Ultimately, the choice depends on your specific use case and personal preference. Both methods are powerful and can be used effectively for filtering data in a Pandas DataFrame.


In [50]:
import pandas as pd

In [51]:
df = pd.DataFrame(
    [[1, 2], [4, 5], [7, 8]],
    index=['cobra', 'viper', 'sidewinder'],
    columns=['max_speed', 'shield']
)

df

Unnamed: 0,max_speed,shield
cobra,1,2
viper,4,5
sidewinder,7,8


#### Single expression


In [52]:
df.query('shield > 4')
# ===
df.loc[df['shield'] > 4]

Unnamed: 0,max_speed,shield
viper,4,5
sidewinder,7,8


#### Multiple expressions


In [53]:
df.query('shield > 4 and shield < 7')
# ===
df.query('4 < shield < 7')
# ===
df.loc[(df['shield'] > 4) & (df['shield'] < 7)]

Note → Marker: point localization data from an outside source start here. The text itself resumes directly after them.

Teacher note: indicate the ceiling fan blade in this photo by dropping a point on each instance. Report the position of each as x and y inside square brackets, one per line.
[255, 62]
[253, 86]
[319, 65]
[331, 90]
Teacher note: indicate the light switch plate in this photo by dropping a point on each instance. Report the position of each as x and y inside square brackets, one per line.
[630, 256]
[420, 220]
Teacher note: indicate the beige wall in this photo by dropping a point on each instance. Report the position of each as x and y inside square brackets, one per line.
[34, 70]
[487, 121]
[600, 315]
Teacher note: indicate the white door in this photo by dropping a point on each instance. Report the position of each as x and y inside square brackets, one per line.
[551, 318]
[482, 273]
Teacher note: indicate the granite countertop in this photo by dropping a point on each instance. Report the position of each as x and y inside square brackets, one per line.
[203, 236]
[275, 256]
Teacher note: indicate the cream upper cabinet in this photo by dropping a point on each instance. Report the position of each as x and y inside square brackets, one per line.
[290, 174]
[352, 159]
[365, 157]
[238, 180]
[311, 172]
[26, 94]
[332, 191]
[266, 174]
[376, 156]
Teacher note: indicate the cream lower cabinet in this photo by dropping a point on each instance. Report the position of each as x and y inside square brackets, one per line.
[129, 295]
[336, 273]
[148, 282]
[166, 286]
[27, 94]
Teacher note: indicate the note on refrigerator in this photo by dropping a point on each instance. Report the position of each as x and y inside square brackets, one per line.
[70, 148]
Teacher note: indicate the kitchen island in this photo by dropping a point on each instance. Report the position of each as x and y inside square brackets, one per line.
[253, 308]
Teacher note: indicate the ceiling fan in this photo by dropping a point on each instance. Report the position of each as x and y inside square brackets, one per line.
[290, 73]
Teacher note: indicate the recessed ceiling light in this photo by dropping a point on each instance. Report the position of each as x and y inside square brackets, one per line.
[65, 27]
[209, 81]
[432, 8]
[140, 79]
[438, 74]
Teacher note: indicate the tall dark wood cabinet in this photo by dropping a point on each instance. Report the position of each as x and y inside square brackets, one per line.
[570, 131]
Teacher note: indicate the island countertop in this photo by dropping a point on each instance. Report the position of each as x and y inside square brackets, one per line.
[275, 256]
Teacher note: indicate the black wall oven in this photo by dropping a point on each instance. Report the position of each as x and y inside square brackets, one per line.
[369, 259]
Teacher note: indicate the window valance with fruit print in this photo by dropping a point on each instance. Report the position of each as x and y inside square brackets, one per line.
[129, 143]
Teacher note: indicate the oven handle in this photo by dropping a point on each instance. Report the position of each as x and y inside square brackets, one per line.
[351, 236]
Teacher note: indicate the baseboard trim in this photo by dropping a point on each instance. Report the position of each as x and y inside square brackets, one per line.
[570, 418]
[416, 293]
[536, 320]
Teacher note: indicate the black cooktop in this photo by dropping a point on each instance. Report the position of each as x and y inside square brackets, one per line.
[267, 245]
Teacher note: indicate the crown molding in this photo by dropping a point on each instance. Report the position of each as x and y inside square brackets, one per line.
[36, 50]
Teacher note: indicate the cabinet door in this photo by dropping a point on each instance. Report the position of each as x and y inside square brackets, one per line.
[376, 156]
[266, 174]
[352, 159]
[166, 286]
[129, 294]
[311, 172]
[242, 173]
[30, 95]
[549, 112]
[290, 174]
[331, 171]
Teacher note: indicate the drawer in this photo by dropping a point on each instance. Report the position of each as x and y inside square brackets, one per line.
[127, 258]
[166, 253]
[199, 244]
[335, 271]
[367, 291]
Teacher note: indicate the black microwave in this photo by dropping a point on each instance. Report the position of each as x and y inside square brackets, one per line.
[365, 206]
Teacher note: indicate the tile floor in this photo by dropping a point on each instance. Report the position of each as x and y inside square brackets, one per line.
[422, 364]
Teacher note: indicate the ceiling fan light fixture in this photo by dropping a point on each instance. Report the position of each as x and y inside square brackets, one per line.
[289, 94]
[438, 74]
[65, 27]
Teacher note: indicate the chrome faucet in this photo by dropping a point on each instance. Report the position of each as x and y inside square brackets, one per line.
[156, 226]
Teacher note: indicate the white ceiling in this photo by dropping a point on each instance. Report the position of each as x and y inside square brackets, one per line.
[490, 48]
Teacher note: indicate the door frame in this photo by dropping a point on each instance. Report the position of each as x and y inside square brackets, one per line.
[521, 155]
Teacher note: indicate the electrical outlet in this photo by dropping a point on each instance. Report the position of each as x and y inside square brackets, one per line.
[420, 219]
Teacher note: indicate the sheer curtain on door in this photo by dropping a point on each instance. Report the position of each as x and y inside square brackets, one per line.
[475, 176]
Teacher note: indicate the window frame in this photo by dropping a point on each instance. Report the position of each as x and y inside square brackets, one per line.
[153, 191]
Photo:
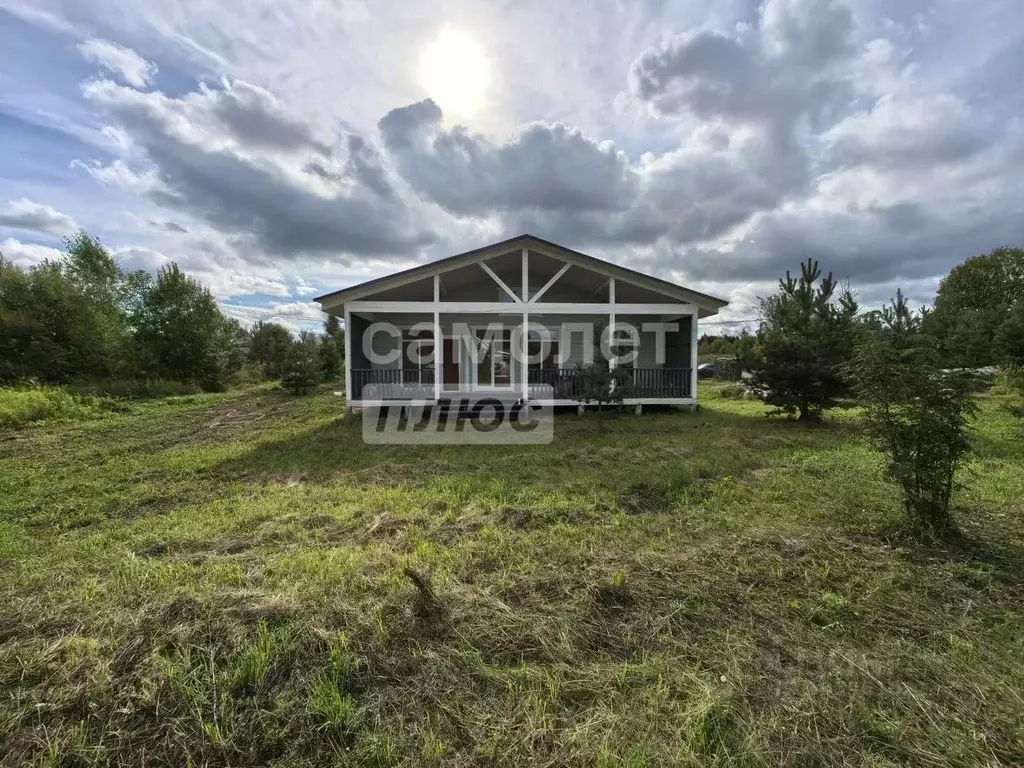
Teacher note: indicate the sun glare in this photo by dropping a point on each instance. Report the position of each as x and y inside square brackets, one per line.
[455, 72]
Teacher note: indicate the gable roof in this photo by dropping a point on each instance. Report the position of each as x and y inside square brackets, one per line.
[480, 254]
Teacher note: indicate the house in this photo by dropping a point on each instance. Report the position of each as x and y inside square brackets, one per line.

Unnamed: 0,max_speed,shield
viper,4,5


#### Specific columns


In [54]:
df.query('4 < shield < 7').loc[:, ['shield']]
# ===
df.loc[(df['shield'] > 4) & (df['shield'] < 7), ['shield']]

Unnamed: 0,shield
viper,5


In [55]:
df = pd.read_csv('coffee.csv')

df

Unnamed: 0,day,coffee_type,units_sold
0,Monday,Espresso,25
1,Monday,Latte,15
2,Tuesday,Espresso,30
3,Tuesday,Latte,20
4,Wednesday,Espresso,35
5,Wednesday,Latte,25
6,Thursday,Espresso,40
7,Thursday,Latte,30
8,Friday,Espresso,45
9,Friday,Latte,35


#### Filter if the strings contain 's' (ReGex can also be used)


In [56]:
df.query("day.str.contains(r'mon|nes', case=False)")
# ===
df.loc[df['day'].str.contains(r'mon|nes', case=False)]

Unnamed: 0,day,coffee_type,units_sold
0,Monday,Espresso,25
1,Monday,Latte,15
4,Wednesday,Espresso,35
5,Wednesday,Latte,25


#### Other check if 'x' contain methods


In [57]:
df.loc[
    (df['day'].isin(['Monday', 'Saturday']))
    |  # Bitwise OR
    (df['day'].str.startswith('Sun'))
]

Unnamed: 0,day,coffee_type,units_sold
0,Monday,Espresso,25
1,Monday,Latte,15
10,Saturday,Espresso,45
11,Saturday,Latte,35
12,Sunday,Espresso,45
13,Sunday,Latte,35